I wish we’d never seen the interview, but we did, and last night I watched you watching it over and over and over again. The bit where Henry Winter mentioned you. I stood quietly in the hallway of our home, and watched while you rewound and played it seven times.
Graham leaned forward. ‘Now, tell me, just between us…’ the audience laughed, ‘… what do you really think about the TV and film adaptations of your books?’
The false smile vanished from Henry’s heavily lined face.
‘I don’t own a television set, I’ve always preferred reading.’
‘But you must have seen them?’ Graham persisted, taking a sip of his white wine.
‘I’ve seen them. I can’t say I like them much. But I was persuaded to let the screenwriter have a go – his career was going nowhere before I said yes – and even if I don’t like what he did to the books, a lot of other people do. So…’
Graham laughed. ‘Yikes, let’s hope he isn’t watching!’
But you were watching. So was I. I don’t think you’ve spoken to Henry or written anything new since.
You blamed your agent for what Henry had said, and I felt awful – I like your agent, he’s one of the good guys in what can sometimes be a bad business – but I still couldn’t tell you the truth. I thought things with us were finally back on track, telling you that I was the reason Henry let you adapt his books in the first place didn’t seem too bright an idea.
I don’t know what made you sit in the dark, and watch an old clip of Henry putting you down. I don’t know why you still care what he thinks. I noticed the half-empty bottle of whisky then – Henry’s favourite brand – sitting next to your Bafta award. It’s hard when the highlight of someone’s career comes right at the beginning of it. Sometimes it’s best to start small – give yourself room to grow.
I crept back out to the hall, slammed the front door, then ran straight up the stairs. ‘Just going to have a quick shower,’ I called, so that you would think I hadn’t seen you. When I came down, the TV was off, the whisky was gone, and the Bafta was back on the shelf. I wondered how long you had been pretending to be OK when really you were feeling broken. Putting on an act every night when I got home. Your job means that you spend a lot of time on your own. A little too much sometimes, maybe. I wanted to fix you, but wasn’t sure how.
The next day – our anniversary – I decided to leave work early. I was determined to cheer you up and surprise you. Something felt wrong even as I walked up the garden path. The magnolia tree you planted in the middle of the lawn for our fifth anniversary looked like it might be dying. I chose to ignore what could have been a sign and let myself and Bob inside the house. Everything was still and silent, just like it always is when you’re out in the writing shed, which you almost always are. There was a tin of baked beans on the kitchen table – I thought it must be some kind of joke, knowing that tin was the traditional gift for ten years of marriage. I smiled and headed straight upstairs to our bedroom. I planned to spend a bit of time grooming myself instead of abandoned dogs for a change, before surprising you.

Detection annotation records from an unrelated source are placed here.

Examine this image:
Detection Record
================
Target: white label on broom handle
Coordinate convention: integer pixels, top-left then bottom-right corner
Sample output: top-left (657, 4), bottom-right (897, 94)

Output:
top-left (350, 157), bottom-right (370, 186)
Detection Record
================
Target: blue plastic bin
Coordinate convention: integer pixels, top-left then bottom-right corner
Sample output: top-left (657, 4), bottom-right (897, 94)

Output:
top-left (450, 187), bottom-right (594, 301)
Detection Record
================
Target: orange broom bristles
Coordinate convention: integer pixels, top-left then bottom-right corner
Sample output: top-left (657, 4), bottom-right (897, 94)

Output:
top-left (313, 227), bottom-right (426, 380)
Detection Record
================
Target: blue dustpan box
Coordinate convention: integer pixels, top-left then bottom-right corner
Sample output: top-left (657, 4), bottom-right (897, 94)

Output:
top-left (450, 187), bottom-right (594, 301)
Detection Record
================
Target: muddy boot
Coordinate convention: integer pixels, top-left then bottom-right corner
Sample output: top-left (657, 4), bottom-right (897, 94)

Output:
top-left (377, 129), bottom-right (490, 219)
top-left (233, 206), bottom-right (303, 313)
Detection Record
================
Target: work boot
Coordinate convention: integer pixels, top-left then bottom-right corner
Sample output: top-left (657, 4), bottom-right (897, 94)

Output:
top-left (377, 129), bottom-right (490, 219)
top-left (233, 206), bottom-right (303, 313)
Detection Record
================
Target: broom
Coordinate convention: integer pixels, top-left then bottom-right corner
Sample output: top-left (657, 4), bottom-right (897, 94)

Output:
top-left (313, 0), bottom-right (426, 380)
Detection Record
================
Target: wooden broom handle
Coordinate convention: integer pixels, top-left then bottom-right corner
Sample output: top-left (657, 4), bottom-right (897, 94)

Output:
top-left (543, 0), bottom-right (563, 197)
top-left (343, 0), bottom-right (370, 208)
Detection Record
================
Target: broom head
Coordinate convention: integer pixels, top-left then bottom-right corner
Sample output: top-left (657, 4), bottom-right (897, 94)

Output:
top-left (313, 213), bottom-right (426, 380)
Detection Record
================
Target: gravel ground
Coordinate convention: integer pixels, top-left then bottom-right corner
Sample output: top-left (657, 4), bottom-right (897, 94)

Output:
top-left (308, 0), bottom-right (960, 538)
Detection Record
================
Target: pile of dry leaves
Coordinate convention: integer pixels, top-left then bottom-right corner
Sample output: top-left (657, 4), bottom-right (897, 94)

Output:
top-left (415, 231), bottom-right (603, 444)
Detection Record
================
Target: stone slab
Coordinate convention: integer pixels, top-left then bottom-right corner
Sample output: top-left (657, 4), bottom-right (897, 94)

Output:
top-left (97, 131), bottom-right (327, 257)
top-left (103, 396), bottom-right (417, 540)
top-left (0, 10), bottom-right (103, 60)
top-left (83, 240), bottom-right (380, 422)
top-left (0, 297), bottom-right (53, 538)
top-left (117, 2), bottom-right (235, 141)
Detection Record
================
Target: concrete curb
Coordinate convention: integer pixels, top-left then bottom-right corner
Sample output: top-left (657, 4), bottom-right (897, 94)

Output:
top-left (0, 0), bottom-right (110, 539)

But you surprised me instead.
You were still in bed.
With my friend from work.
She’d called in sick that morning. Now I knew why.
Everything stopped when I walked into the room. I don’t just mean you, or her, or what you were doing. And I don’t just mean that I stopped breathing – even though it felt like I did – it was as though time itself stood perfectly still, waiting for the pieces of my broken life to fall and see where they would land.
I just stood there, staring, unable to process what I was seeing. She smiled. I’ll always remember that. Then I remember you looking between the two of us. Your wife in the doorway and your whore in our bed.
‘I thought it was you,’ you said, wrapping the sheet around yourself. When I didn’t respond, you said it again. As if the words might sound less like lies if you said them a second time. ‘I thought it was you.’
Just the thought of lying can make you blush, and your cheeks turned bright red.
I’m not proud of what I did next. I wish I had said something clever, but I’ve never been good at knowing what to say until long after an event, and even now I can’t find the right words for what I saw that afternoon. So I didn’t say anything, but I did go to the garden shed, grab a shovel, then dig that bloody magnolia tree up and out of my once-perfect front lawn. She left and you just watched in horror. The tree had grown bigger than me by then, but I dragged it through the front door and up the stairs, scratching the walls and leaving a trail of dirt and broken branches behind me. Then I threw it on the bed where you had slept with her, before tucking it in beneath the sheets, like a baby.